The Swing Era, which flourished from approximately 1935 until 1945, was the period of time when jazz was the most popular music in America. The Jazz Ensemble will present the original arrangements of Benny Goodman’s 1935 Down South Camp Meeting, Artie Shaw’s 1939 Begin the Beguine, Glenn Miller’s 1939 In the Mood and Moonlight Serenade, and Duke Ellington’s 1940 hits Cottontail and Rumpus in Richmond.

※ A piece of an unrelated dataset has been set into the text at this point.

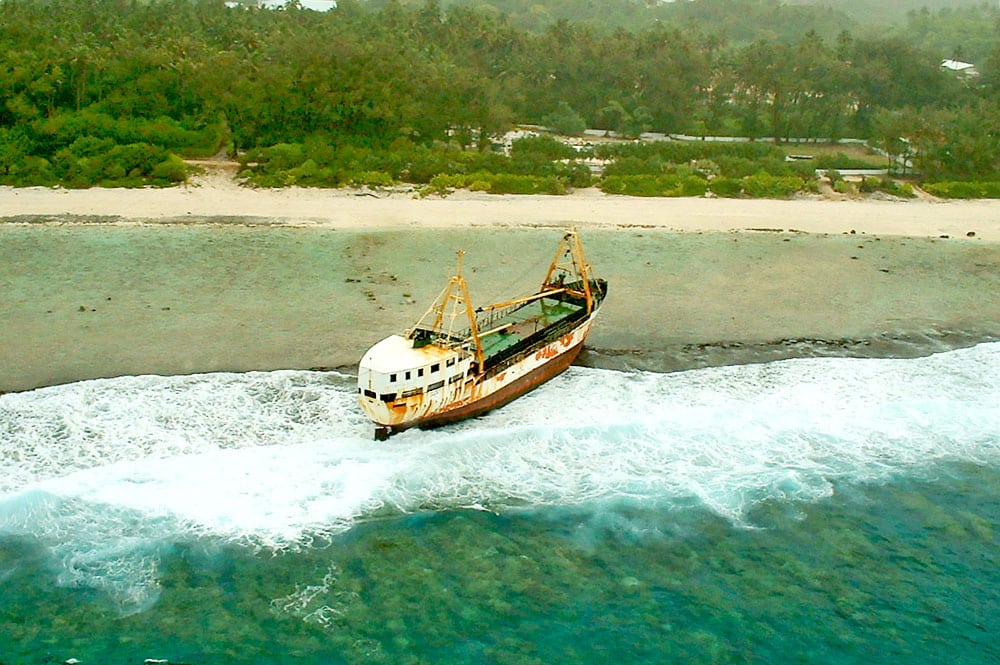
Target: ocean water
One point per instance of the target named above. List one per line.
(812, 510)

The Swing Era is so closely identified with the music to be presented at Monday’s concert that it is also referred to as “The Big Band Era.” The value of this music to Depression-era America and World War II America, as well as the irony of this music, will be presented live at Monday evening’s concert.

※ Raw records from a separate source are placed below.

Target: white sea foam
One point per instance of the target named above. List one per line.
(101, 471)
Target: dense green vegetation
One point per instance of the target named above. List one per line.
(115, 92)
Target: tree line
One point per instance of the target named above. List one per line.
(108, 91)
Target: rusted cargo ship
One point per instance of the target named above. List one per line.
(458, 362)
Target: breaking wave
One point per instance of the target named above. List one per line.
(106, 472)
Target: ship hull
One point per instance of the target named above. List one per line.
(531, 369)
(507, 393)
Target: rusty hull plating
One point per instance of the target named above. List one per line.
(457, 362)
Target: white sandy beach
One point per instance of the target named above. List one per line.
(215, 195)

The HPU Jazz Ensemble is an 18-piece big band which received honors as Outstanding Collegiate Jazz Ensemble and several Outstanding Musician Awards at the Temple College Jazz Festival in 2007 and 2008. Four students in the band received Outstanding Musician Awards at the North Texas Jazz Festival in 2009. The Jazz Ensemble also performed for the opening ceremonies of the 2003 Texas Music Educators Association in San Antonio.

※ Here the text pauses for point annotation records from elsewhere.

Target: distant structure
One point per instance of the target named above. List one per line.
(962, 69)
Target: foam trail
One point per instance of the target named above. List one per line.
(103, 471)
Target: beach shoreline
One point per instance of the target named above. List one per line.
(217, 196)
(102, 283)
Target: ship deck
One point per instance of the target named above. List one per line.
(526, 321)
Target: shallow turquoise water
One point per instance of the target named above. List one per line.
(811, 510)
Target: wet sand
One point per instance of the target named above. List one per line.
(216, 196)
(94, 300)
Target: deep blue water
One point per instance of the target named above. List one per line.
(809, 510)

The Jazz Ensemble is directed by Stephen Goacher, professor of music, who performed during summer 2012 with the Temple Jazz Orchestra at the Montreux (Switzerland) Jazz Festival; Jazz a Vienne (France) Jazz Festival; America Appreciation Day at the United Nations in Geneva, Switzerland; and at the Riegen Jazz Club in Vienna, Austria. On April 5 and 6, Goacher played in concert with jazz great Eric Marienthal, considered to be one of the world’s top three jazz alto saxophonists. In his previous professional career, Goacher played big band music with the orchestras of Henry Mancini, Tommy Dorsey, Bob Hope, Rosemary Clooney, Lena Horne, Julie Andrews, Johnny Mathis and Andy Williams.

The concert Monday evening is free of charge and the public is cordially invited.

Pictured above is the Howard Payne University Jazz Ensemble.